It’s heartening — but I certainly won’t say humbling — to have received a number of comments on the last few Works of Art, describing observations from countries such as the Czech Republic and Austria, during the two weeks-plus we spent there with family.

“Humbling” is the wrong word. It connotes a feeling of humiliation, as if some of my observations were ridiculous.

But let’s drop the humility and discuss instead the reactions of some people to the articles about Prague and Hallstatt.

Ray Litherland, who, with his wife Joyce, remembers the extremely popular Austrian tourist area of Hallstatt as “a small town with just one main street going through it.” Ray asked me whether anything has changed over the five decades since they visited.

Well, the town has a great many streets, making it difficult to identify a main street. The tourists are thick, and like Prague, getting caught in a stampede would be my fault.

Let me explain:

Previously, I’ve mentioned the lack of awareness of others. People on streets and sidewalks seem to barrel through others. I’ve been there, in cities like Chicago (a topic for a separate column). In Prague, two weeks ago, I tried taking the initiative by using words like “please” and “thank you.” But that got nowhere. What surprised me more was, for the most part, the total lack of acknowledgement; if I let somebody go ahead of me in a queue, I’d expect a good ol’ U.S. “thank you.” It didn’t happen.

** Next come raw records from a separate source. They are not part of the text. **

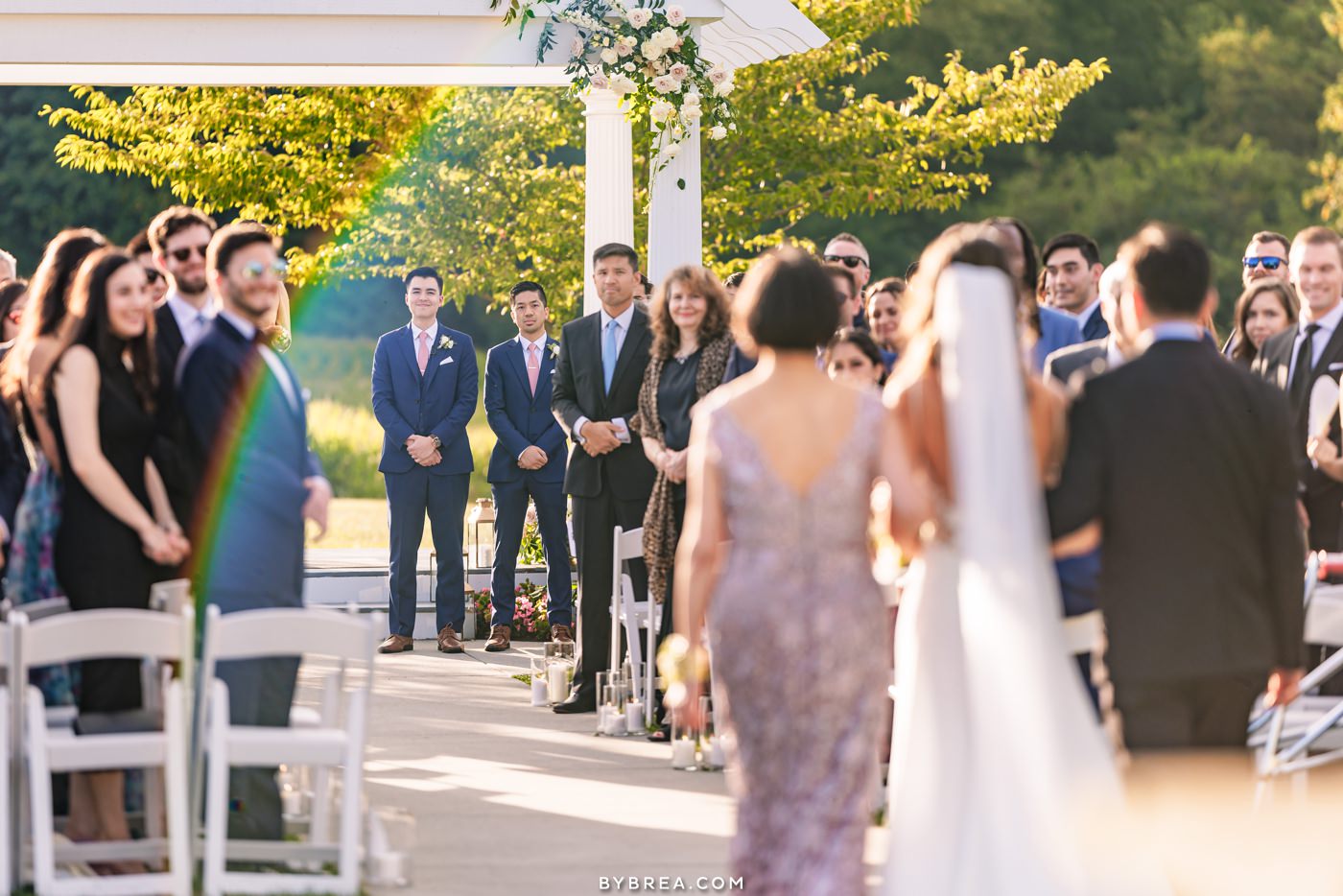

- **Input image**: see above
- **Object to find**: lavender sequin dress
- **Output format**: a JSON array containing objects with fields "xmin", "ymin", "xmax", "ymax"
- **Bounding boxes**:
[{"xmin": 705, "ymin": 395, "xmax": 890, "ymax": 896}]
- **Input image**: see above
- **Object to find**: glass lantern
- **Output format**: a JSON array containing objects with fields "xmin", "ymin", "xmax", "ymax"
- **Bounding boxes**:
[{"xmin": 466, "ymin": 499, "xmax": 494, "ymax": 570}]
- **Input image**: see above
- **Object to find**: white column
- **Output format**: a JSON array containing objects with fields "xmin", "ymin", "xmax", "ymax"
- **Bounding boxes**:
[
  {"xmin": 646, "ymin": 125, "xmax": 704, "ymax": 288},
  {"xmin": 583, "ymin": 90, "xmax": 634, "ymax": 315}
]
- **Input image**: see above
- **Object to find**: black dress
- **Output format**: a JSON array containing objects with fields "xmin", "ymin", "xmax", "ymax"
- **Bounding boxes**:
[
  {"xmin": 658, "ymin": 350, "xmax": 702, "ymax": 638},
  {"xmin": 47, "ymin": 354, "xmax": 154, "ymax": 712}
]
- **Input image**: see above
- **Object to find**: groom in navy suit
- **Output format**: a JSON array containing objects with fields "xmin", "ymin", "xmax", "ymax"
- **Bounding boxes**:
[
  {"xmin": 373, "ymin": 268, "xmax": 480, "ymax": 653},
  {"xmin": 484, "ymin": 279, "xmax": 574, "ymax": 650}
]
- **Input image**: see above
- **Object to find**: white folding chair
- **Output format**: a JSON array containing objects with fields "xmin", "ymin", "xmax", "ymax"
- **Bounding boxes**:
[
  {"xmin": 201, "ymin": 606, "xmax": 386, "ymax": 896},
  {"xmin": 598, "ymin": 527, "xmax": 662, "ymax": 724},
  {"xmin": 1248, "ymin": 564, "xmax": 1343, "ymax": 778},
  {"xmin": 12, "ymin": 607, "xmax": 195, "ymax": 896}
]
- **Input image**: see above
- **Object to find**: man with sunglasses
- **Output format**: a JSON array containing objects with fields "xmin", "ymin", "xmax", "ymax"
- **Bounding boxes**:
[
  {"xmin": 1241, "ymin": 229, "xmax": 1292, "ymax": 286},
  {"xmin": 178, "ymin": 222, "xmax": 332, "ymax": 839},
  {"xmin": 823, "ymin": 234, "xmax": 872, "ymax": 329}
]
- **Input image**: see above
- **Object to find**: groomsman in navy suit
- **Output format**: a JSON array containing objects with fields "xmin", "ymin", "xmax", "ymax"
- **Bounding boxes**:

I believe that if I were to have pushed someone off the sidewalk, I’d keep the person from falling, dust that person off, apologize and even offer to buy him or her four beers. Well, none of that was necessary, as I doubt the initial push would have even been noticed. It might even have been appreciated.

In my conversation with Litherland, I also mentioned the tourists’ fascination with “selfies.” To the non-indoctrinated, a selfie is a photo one takes of oneself. It’s easy, as most cell phone cameras are self-focusing.

We saw endless lines of tourists who’d position themselves close to some landmark — a waterfall, a cable car, a church, a funny sign or an Austrian alp — and take a selfie. So selfish is this habit that holding up traffic didn’t faze the selfers, who’d look at the photo they just took, think about it, then take another.

• • •

It’s heartening, not humbling, that my friend, Ron Wooten-Green, forwarded a copy of the July 2 Work of Art to a friend, Carol Smetana, now a resident of the nearby Pendaries-Sapello area. She was an assistant director for the filming of Red Dawn and assisted in the filming of Roots.

Carol, wrote, “It is true that tourists abound in Prague. My Czech friends complained that when they walk around the two main squares in Prague all they hear are foreign languages, no Czech.” Carol agrees that Prague is filled with “pushing, hustling, oblivious crowds,” but she asserts that “Czechs aren’t rude, and there are subtle signals given, as here, just not the same. And I suspect (Art) couldn’t tell the Czechs from the tourists.”

The signals to which Carol refers must indeed be subtle. On our walks from our hotel rooms to downtown restaurants, where we soon began to feel like regulars, we received no observable exchange. The Prague nod apparently is much harder to discern than we imagined.

Readers may recall that I headlined one of my European columns, “What? No Mozart?” as I lamented that the only music from that boy genius would need to come from a CD, or from memory. I mentioned that Salzburg, Austria, where I’d hoped to get my fill of Amadeus, just wasn’t on our itinerary. Because we had two grandchildren, ages 5 and 2, we needed to factor in some entertainment for them as well.

Carol says that as for my search for Mozart, I “should have looked for him in Prague. Unlike the Austrians, the Praguers loved Mozart. Marriage of Figaro was premiered in Prague at the Estates Theater, and the Czechs embraced Mozart.”

Carol added, “Art could have heard Mozart in any number of venues in Prague, including venues where Mozart himself performed — he’s a favorite, considered a ‘son.’”

Now I discover that it really wouldn’t have been necessary to take that long trip to Salzburg to get my Mozart fix. Had I dug deeper, I might have learned of the proximity of the music of Mozart.

And that late-breaking knowledge leaves me humbled.

• • •

Like many travelers, we Trujillos have accumulated a couple of plastic sandwich bags filled with assorted coins. It contains Danish kroners, Mexican pesos, euros from Austria, Czech korunas and Swiss francs.

Once on a trip to help build a small church in Anapra, a suburb of Juarez, my youngest son, Ben and I went to a store where I presented a $20 dollar bill and got back a wheelbarrow full of change. That made Ben believe that the more we spent the more we earned. At age 5, he didn’t realize the value of money.

We experienced something like that on our flight back from the Czech Republic, where we were carrying leftover change from three different countries. Though we were famished by the time our plane landed in London’s Heathrow Airport, we held off, as a purchase would have required us to pay in pounds.

That might have given us even more currency to lug home. Rather than engage in yet another transaction in terms we still don’t understand, we opted for waiting for regular airline food.